U.S. District Judge Marvin J. Garbis is the second judge this year to determine that city schools are being choked by spending cuts the school system made last year to reduce a $58 million budget deficit.

Since 2000, Baltimore school officials have been operating under a consent decree, which requires greater attention for special-education students. It resulted from a 20-year-old lawsuit over the rights of disabled youths.

Last summer, Garbis held hearings prompted by the city school board's request to end the court oversight and the $1 million spent each year in legal costs.

Yesterday, Garbis found that Baltimore's public schools still are not adequately serving disabled students and that progress in special education has been threatened by the system's financial crisis.

Like Baltimore Circuit Judge Joseph H.H. Kaplan, Garbis was critical of the system's major staffing cuts. Garbis also found that although the cuts affect all students, they "most profoundly impact" those with disabilities.

"[In] effect, the students will pay back - in the form of severe educational setbacks - for the past underfunding and fiscal mismanagement" of the school system, Garbis wrote.

The ruling echoes concerns that city schools officials have expressed about the health of special education in the aftermath of the budget crisis. Last summer, the school board backed away from an attempt to have the long-standing case dismissed.

A schools spokeswoman declined to comment yesterday afternoon, saying lawyers for the system had not yet reviewed the ruling. Lawyers for the plaintiffs also said they had not read the ruling.

In August, Kaplan ruled that city schools were underfunded by hundreds of millions of state dollars and ordered an immediate remedy: that the state, city and school system find a way to spend up to $45 million this school year to hire more school staff, reduce class sizes and increase academic services.

The federal and state judges, who are each overseeing a class action lawsuit over the funding and quality of city schools, issued separate rulings after jointly presiding over several hearings this summer.

Garbis presides over a case filed by advocates for disabled students against the city and state. Kaplan oversees an 8-year-old school-funding lawsuit brought by advocates for students and parents, and the city school board against the state.

Kaplan's order, praised by education advocates and community members, has had little impact so far. City school officials have not revised their budget cuts, and the state is appealing the ruling.

In yesterday's 49-page ruling, Garbis said financial problems threaten to derail progress the system has made toward complying with the consent decree.

Disabled students, the federal judge wrote, are especially vulnerable to reductions in staff.
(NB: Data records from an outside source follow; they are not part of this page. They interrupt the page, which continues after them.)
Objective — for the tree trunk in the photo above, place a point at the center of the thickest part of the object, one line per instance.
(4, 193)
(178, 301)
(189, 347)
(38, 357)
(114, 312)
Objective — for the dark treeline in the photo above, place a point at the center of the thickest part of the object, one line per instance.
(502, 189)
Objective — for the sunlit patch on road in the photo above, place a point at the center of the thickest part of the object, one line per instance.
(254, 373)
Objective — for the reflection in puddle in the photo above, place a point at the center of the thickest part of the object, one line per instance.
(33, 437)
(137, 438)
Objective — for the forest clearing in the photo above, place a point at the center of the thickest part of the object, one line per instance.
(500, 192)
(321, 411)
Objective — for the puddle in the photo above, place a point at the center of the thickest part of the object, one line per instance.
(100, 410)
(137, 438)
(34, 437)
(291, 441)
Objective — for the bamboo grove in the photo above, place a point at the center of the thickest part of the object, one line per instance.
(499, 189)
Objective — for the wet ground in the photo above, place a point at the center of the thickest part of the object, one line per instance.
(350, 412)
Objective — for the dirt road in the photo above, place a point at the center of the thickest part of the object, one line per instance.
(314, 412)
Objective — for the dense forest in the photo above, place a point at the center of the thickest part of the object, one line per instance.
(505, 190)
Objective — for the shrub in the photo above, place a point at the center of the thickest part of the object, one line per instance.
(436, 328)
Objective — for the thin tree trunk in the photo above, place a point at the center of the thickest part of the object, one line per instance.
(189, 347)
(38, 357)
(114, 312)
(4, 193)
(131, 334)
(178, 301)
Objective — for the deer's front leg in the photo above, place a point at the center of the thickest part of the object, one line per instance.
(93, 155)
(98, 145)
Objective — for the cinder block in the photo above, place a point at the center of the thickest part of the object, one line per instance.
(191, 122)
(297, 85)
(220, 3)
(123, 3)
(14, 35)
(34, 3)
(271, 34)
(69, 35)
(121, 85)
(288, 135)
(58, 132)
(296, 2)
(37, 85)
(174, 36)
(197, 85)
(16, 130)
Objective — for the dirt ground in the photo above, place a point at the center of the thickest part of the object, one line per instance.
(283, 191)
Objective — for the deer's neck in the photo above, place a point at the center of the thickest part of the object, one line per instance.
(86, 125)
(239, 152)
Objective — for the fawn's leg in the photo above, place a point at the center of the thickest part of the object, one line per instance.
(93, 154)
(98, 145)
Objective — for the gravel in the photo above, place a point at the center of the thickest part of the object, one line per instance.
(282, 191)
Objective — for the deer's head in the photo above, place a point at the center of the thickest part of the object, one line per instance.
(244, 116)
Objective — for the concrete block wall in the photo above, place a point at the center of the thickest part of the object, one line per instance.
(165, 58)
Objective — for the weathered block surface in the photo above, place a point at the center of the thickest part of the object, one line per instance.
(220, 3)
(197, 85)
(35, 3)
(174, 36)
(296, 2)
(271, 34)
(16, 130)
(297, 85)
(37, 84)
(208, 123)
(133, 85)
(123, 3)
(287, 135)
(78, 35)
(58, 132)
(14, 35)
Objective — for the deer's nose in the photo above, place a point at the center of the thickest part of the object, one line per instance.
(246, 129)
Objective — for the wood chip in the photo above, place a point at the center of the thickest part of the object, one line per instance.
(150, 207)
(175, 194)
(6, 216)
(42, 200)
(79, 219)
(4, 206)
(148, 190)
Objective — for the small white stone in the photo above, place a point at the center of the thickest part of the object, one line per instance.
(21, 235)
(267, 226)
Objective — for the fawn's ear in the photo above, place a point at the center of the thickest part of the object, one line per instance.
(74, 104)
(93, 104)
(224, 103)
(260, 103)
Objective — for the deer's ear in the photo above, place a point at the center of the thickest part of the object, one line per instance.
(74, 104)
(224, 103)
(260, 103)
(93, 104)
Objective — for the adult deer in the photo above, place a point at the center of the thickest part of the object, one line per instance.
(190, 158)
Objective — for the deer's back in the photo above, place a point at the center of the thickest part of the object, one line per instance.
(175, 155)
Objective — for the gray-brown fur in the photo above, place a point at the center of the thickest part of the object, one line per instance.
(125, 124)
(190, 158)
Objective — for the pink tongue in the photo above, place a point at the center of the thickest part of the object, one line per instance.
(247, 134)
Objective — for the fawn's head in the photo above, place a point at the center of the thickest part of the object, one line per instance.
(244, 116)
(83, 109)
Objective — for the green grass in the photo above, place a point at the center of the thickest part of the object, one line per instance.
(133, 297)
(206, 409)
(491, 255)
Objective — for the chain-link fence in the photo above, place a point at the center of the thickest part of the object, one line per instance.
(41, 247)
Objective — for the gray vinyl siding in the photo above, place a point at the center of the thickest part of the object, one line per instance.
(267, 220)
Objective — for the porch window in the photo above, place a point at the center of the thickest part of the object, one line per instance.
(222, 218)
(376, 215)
Fewer teachers, for example, mean larger classes and less time for instructors to provide disabled students with specialized services to which they are entitled, the judge wrote.

Garbis criticized school officials for "glossing over" management problems and the impact of the budget crisis on disabled students.

Concluding that the system was not in a position to earn a dismissal of the case, Garbis also recommended that the Maryland State Department of Education, another defendant, start more intensely monitoring the city's special-education department.

State officials had not yet read the ruling yesterday, and would not comment.